Игорь был в мать, а значит, и в бабку Наталью. Своих черт Матвеич в нем не находил, хотя не раз слышал со стороны, что внук в деда. Нет, не в деда. Может, только рост его. Он мальчонкой был таким же длинным и худющим. Да внук, пожалуй, еще выше его вымахает. Отца скоро своего догонит, а ему еще расти и расти. Теперь они все как на дрожжах прут… Ах, посмотрела б бабка на свою копию… Рано она убралась…
Время-то прошло немалое. Двенадцатый год парню. В пятый класс уже пошел…
— Игорек! — окликнул он присевшего за люлькой мотоцикла внука. — А ты знаешь, что уже окончил начальную школу?
— Какую такую начальную? — Голова Игоря показалась из-за мотоцикла.
— Да ведь раньше в одной школе было три: начальная — четыре класса, неполная средняя — семь и средняя…
— И в каждой выдавали аттестат? — спросил Игорь.
— В каждой! Только он тогда назывался, кажется, не аттестат зрелости, а свидетельство. Ты бы уже получил свидетельство об окончании начальной школы, а через три года — неполной средней, а еще через три — средней. Интересней было учиться. Как думаешь?
— А чего интереснее-то?.. Все равно десять классов надо кончать.
— Не обязательно. Хочешь — на четырех останавливайся, хочешь — на семи, а хочешь — до десятого шагай.
— А ты, деда, шагал?
— Шагал.
— А почему дальше не учился? Почему в институт не пошел, как отец?
— Во-первых, тогда мало институтов было. Вот в нашем городе всего два: учительский да механический, который твой отец окончил.
— Батя кончал политехнический, — поправил деда внук.
— Это он после войны стал политехническим, а раньше механическим назывался. И готовили там инженеров-механиков по тракторам и автомашинам. Вот. Было всего два института, а теперь — шесть… А учиться я хотел, — вздохнул старик Митрошин. — Хотел…
— Ну и что же? — Из-за коляски мотоцикла опять показались выгоревшие на солнце вихры Игоря.
— Да так, не вышло. Время не то было. А потом я рано женился. Семья…
— Я не буду спешить с женитьбой, — отозвался внук.
— Не спеши, — пряча улыбку, поддержал его дед. — С этим успеется. Главное — в жизни дорогу себе определи.
— Я определил.
— Уже? — Дед нарочито испуганно поднял свое тело, стараясь получше разглядеть определившего жизненную дорогу человека.
— Мы с Аликом Ситковским решили генной инженерией заниматься.
— Чем, чем? — встревоженно спросил дед. — А вы хоть знаете, что это такое?

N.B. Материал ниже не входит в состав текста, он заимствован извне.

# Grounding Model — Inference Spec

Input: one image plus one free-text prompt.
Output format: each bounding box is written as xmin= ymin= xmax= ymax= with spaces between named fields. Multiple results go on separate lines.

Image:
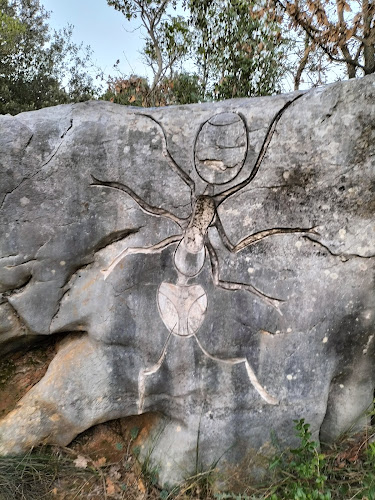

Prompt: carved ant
xmin=91 ymin=95 xmax=316 ymax=412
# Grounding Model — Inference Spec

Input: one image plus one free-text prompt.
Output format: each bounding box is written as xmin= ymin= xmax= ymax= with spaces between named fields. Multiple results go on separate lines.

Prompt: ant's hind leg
xmin=215 ymin=215 xmax=319 ymax=253
xmin=206 ymin=241 xmax=284 ymax=316
xmin=194 ymin=335 xmax=279 ymax=405
xmin=137 ymin=333 xmax=172 ymax=415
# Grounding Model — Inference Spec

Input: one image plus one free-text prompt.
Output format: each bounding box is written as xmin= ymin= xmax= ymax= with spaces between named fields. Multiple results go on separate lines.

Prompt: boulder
xmin=0 ymin=75 xmax=375 ymax=484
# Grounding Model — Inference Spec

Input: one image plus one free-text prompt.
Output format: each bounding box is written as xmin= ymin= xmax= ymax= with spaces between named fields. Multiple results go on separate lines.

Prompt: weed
xmin=0 ymin=450 xmax=91 ymax=500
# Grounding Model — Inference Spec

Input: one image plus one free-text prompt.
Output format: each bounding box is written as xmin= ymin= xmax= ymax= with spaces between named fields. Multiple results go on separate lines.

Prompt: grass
xmin=0 ymin=419 xmax=375 ymax=500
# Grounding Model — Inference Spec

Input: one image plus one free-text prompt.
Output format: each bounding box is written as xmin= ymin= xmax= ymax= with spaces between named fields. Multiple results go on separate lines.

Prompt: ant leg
xmin=90 ymin=175 xmax=188 ymax=229
xmin=101 ymin=234 xmax=182 ymax=280
xmin=205 ymin=238 xmax=284 ymax=316
xmin=194 ymin=335 xmax=279 ymax=405
xmin=214 ymin=93 xmax=304 ymax=207
xmin=136 ymin=113 xmax=195 ymax=199
xmin=137 ymin=332 xmax=176 ymax=415
xmin=215 ymin=215 xmax=319 ymax=253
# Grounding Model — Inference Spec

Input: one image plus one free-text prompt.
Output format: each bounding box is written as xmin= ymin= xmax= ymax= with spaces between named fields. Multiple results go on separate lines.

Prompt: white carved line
xmin=137 ymin=334 xmax=176 ymax=415
xmin=194 ymin=335 xmax=279 ymax=405
xmin=100 ymin=235 xmax=182 ymax=280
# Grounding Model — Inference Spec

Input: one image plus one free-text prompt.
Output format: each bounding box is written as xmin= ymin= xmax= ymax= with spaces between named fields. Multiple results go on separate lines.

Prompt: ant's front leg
xmin=101 ymin=234 xmax=183 ymax=280
xmin=205 ymin=236 xmax=284 ymax=316
xmin=214 ymin=214 xmax=319 ymax=253
xmin=90 ymin=175 xmax=189 ymax=229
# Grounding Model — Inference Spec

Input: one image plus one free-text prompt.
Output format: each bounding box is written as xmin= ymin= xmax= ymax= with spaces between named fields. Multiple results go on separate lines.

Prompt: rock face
xmin=0 ymin=76 xmax=375 ymax=483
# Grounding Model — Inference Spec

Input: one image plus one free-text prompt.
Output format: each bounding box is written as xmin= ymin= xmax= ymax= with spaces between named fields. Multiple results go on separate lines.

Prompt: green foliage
xmin=102 ymin=73 xmax=203 ymax=107
xmin=0 ymin=0 xmax=95 ymax=114
xmin=190 ymin=0 xmax=285 ymax=99
xmin=104 ymin=0 xmax=286 ymax=106
xmin=0 ymin=449 xmax=89 ymax=500
xmin=270 ymin=419 xmax=332 ymax=500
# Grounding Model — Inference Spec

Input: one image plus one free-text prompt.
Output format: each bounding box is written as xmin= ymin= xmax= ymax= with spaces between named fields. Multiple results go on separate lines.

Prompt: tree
xmin=258 ymin=0 xmax=375 ymax=83
xmin=0 ymin=0 xmax=95 ymax=114
xmin=190 ymin=0 xmax=285 ymax=99
xmin=107 ymin=0 xmax=283 ymax=105
xmin=107 ymin=0 xmax=192 ymax=102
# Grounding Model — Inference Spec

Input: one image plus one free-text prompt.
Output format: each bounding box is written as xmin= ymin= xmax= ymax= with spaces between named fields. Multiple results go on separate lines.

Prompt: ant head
xmin=194 ymin=112 xmax=248 ymax=184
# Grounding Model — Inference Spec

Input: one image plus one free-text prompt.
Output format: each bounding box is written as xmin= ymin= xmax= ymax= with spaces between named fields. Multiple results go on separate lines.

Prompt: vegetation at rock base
xmin=0 ymin=419 xmax=375 ymax=500
xmin=0 ymin=0 xmax=96 ymax=114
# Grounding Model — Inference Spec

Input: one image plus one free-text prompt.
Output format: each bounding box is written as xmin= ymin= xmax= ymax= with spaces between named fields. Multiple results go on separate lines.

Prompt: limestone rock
xmin=0 ymin=76 xmax=375 ymax=483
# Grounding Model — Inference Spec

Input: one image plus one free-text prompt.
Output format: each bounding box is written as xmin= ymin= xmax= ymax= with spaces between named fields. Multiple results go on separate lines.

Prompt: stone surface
xmin=0 ymin=76 xmax=375 ymax=483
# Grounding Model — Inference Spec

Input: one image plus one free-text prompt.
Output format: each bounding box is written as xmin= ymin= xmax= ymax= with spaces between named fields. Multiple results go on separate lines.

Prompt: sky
xmin=40 ymin=0 xmax=150 ymax=84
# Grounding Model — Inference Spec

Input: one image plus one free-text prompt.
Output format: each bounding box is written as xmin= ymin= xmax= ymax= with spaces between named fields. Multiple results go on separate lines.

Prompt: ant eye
xmin=194 ymin=113 xmax=248 ymax=184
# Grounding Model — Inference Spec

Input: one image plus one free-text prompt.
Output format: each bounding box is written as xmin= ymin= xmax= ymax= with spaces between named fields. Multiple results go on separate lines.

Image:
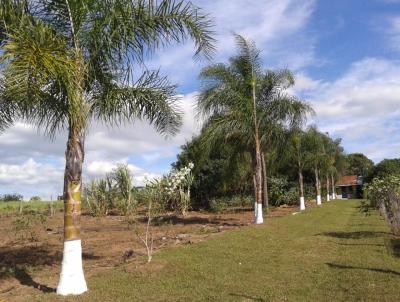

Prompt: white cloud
xmin=0 ymin=158 xmax=63 ymax=199
xmin=86 ymin=159 xmax=161 ymax=186
xmin=306 ymin=58 xmax=400 ymax=161
xmin=148 ymin=0 xmax=318 ymax=84
xmin=0 ymin=93 xmax=201 ymax=198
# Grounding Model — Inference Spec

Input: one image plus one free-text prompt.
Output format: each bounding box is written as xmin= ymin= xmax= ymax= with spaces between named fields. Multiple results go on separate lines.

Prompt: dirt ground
xmin=0 ymin=203 xmax=315 ymax=302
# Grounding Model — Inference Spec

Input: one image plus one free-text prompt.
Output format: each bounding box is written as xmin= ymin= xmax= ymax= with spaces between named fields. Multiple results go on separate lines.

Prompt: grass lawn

Внук тоже поднялся из-за мотоцикла и, недоуменно пожав плечами, встряхнул тряпку.
— Это кто ж вас надоумил? — не унимался Иван Матвеевич. — Аликов дед, что ли?
— Почему дед? — опять пожал худыми и острыми плечами Игорь. — Мы сами. Этой науке скоро все будут поклоняться.
— Это кто же «все»?
Игорь перестал протирать мотоцикл и, отойдя от него на несколько шагов, удивленно посмотрел на деда.
— А если мы с Аликом вырастим вот такого индюка? — Он показал рукой на мотоцикл. — А может, и того больше? Тогда что ты скажешь?
Дед открыл было рот, потом сокрушенно покачал головой и, когда внук опять повторил свой вопрос: «Тогда что ты скажешь?» — вдруг суетливо заспешил:
— Да не надо людям таких индюков. Не надо! — И стал смешно отмахиваться руками от Игоря, будто на него налетел рой комаров.
— Как это не надо? — повысил голос внук и еще на шаг подошел к деду. — Как это не надо? В стране не решена проблема мяса. Половина населения земли голодает, а ты говоришь, не надо…
— Слушай, Николай! — ища защиты, крикнул Иван Матвеевич зятю. Тот орудовал мотыгой у забора, где росла картошка. — Ты знаешь, что твой сын собирается индюков ростом с твой мотоцикл разводить?
— Пусть разводит, — не поднимая головы, отозвался Николай. — Меньше времени на баловство останется.
Игорь скривил губы, что, видимо, означало: «Ну вот, я с ними серьезно, а они хаханьки», — и он, отвернувшись от деда, опять занялся мотоциклом.